4) The consequence of using a bad allometric coefficient (i.e., one estimated using linear regression ignoring the phylogeny) for size-correction can be substantial, even if subsequent analyses are performed using phylogenetic methods. I have shown in a recently submitted manuscript that under simplistic simulation conditions (pure-birth trees, n(taxa)=100) the type I error rate of a contrasts regression performed on data that were subject to non-phylogenetic size-correction can be doubled over its nominal level. This situation would be worsened under more realistic conditions (e.g., for birth-death phylogenies).

5) In my manuscript I provide mathematical details and computer (R, Matlab) code for all the calculations required to perform phylogenetic size-correction or PCA and obtain residuals or scores for species (which are then the input for subsequent phylogenetic statistical analyses, such as regression on independent contrasts). In the event that it gets favorable reviews and is eventually published, please look for it!

Thanks to Luke H. for bringing this discussion thread to my attention, and to Dan R. for initiating it.

Glor said...

Nice summary Liam.

Dan Rabosky said...

thank Liam. One thing I wonder about is whether model misspecificiation can swamp any error due to failing to correct for phylogeny during size-correction (or for neglecting intraspecific error for that matter). Granted, we can test for this, but it seems pretty easy to reject the BM model in general.
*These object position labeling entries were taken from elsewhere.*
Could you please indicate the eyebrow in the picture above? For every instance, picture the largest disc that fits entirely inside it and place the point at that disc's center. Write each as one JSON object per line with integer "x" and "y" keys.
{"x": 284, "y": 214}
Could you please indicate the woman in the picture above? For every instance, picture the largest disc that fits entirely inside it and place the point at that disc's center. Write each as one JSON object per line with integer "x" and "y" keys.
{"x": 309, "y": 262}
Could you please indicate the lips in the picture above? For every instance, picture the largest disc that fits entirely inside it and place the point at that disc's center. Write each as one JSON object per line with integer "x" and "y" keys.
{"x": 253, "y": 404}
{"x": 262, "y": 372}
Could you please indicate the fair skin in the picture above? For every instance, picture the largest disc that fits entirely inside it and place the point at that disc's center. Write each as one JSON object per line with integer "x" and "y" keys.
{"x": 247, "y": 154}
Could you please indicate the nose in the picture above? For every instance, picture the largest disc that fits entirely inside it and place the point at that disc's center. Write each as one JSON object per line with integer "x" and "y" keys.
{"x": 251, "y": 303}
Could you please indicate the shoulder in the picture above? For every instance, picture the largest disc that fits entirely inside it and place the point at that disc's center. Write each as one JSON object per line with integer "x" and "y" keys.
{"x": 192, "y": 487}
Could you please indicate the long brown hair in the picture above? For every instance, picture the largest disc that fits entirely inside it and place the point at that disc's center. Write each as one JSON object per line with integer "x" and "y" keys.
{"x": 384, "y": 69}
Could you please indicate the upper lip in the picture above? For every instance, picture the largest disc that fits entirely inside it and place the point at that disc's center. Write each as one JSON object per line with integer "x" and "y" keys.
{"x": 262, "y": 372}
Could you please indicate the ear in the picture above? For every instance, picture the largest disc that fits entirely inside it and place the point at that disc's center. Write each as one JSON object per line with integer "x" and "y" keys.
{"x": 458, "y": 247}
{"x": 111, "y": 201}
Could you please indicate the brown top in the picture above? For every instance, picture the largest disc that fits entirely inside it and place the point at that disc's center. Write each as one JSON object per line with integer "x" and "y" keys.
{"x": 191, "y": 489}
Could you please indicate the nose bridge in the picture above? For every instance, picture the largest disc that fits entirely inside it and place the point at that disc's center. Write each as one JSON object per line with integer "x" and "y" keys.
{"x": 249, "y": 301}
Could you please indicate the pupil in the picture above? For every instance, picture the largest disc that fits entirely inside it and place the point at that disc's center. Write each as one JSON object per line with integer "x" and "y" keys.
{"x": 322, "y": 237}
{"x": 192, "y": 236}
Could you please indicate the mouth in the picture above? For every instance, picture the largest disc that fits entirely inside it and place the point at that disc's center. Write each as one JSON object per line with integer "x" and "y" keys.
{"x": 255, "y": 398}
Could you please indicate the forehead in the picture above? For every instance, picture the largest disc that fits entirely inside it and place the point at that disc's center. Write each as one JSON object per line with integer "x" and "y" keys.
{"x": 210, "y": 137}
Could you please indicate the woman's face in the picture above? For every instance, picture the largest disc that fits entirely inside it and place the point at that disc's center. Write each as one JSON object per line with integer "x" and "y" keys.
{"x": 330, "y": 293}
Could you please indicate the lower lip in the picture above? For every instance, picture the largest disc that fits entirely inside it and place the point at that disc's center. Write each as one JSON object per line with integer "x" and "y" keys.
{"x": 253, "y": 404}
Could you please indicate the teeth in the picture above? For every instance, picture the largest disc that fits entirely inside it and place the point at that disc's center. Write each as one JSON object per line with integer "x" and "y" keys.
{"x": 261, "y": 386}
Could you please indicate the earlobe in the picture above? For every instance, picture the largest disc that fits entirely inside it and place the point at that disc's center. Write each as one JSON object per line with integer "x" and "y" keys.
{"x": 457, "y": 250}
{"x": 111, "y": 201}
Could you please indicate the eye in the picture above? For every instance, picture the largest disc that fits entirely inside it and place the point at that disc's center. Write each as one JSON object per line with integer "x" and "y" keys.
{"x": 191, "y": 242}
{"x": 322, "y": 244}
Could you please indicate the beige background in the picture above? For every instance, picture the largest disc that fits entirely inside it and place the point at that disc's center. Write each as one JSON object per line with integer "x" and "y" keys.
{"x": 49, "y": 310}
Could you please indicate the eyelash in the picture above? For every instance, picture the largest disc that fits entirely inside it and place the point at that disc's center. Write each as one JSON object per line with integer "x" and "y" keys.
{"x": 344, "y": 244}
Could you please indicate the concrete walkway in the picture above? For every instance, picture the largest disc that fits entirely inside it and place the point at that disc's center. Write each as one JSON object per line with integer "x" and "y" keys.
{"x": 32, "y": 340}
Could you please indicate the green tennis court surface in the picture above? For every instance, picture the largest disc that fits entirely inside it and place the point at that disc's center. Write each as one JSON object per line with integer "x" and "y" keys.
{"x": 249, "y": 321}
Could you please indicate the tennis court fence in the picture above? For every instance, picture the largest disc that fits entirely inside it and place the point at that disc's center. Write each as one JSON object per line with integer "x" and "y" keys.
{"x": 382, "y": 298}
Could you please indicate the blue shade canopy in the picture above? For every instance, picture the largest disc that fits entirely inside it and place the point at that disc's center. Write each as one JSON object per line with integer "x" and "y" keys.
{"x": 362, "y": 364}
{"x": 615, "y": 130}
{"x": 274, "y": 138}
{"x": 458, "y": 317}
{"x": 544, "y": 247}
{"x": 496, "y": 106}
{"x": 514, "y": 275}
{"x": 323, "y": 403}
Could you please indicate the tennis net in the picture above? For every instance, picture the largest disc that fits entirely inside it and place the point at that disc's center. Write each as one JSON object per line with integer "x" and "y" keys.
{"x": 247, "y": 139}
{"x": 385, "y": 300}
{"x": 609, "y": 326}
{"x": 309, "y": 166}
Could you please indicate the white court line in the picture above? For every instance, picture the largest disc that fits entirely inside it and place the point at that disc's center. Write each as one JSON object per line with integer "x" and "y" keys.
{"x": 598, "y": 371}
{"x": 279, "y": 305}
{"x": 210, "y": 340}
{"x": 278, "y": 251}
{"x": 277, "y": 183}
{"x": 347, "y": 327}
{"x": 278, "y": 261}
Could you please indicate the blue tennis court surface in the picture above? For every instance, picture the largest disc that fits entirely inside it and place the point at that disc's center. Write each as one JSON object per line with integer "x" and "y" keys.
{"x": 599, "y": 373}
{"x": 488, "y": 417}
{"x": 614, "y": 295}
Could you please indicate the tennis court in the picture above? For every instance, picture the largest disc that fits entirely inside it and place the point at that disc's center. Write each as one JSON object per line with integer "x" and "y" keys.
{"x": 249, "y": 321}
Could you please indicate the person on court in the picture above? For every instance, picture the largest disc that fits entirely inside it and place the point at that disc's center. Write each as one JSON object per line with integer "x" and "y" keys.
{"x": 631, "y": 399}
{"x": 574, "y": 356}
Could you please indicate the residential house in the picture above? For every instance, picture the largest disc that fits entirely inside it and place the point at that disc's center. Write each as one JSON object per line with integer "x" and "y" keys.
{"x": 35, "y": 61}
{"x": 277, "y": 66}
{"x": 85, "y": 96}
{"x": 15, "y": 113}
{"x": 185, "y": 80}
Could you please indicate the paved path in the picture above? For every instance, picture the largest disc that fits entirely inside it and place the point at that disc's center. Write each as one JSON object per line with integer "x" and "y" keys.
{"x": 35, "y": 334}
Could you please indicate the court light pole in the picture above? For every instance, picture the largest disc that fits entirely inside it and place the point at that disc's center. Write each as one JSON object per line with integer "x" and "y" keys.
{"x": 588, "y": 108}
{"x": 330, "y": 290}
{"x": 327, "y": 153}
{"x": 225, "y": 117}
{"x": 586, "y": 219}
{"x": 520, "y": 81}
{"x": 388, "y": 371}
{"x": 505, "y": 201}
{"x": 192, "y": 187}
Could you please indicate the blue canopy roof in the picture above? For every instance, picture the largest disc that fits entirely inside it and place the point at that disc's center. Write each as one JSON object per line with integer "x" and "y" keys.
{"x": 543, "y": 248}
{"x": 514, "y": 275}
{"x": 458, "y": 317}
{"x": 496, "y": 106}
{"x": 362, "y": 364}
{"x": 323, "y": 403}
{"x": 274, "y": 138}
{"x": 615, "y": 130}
So... I'm just thinking generally about the fact that our ability to statistically treat all sources of error in our analyses is improving dramatically, but fundamentally is conditional on some particular model. How robust is all of this to model misspecification? It seems to me a hard problem, because absolute model fit is not so easy to evaluate. We might know that model B (say, OU with 1 opt) fits the data better than models A, C, D, and E based on AIC, but this does not necessarily mean the model fits the data well in any meaningful sense.

Liam Revell said...

Hi again, Dan.

Since we're talking about correcting for interspecific allometries, it's probably more relevant to consider stochastic linear OU rather than discrete optima Ornstein-Uhlenbeck (à la Butler and King 2004).

In this model, species revert to a consistent line of allometry, rather than to a consistent adaptive peak or set of peaks. It thus avoids the problem of "inherited maladaptation" that can exist for Brownian Motion (BM).

For very strong adaptation to the line of allometry, the error structure of the residuals of the SL-OU model will converge to a diagonal matrix (i.e., become non-phylogenetic). And, much like with traditional OU, when adaptation relative to so-called "phylogenetic inertia" is weak, then the error structure converges to BM.

Since what we are usually concerned with when correcting for size is minimizing the variance of our interspecific allometry slope and intercept (and we may not care too much the evolutionary process per se) we might instead estimate Pagel's λ and then use the error structure described by the tree and λ for our regression model (e.g., Freckleton et al. 2002; Revell and Harrison 2008). This should work well, I think, so long as the evolutionary process has produced covariance between species that is proportional to the their time of shared history (and the proportionality constant can even be zero, meaning no phylogenetic effect).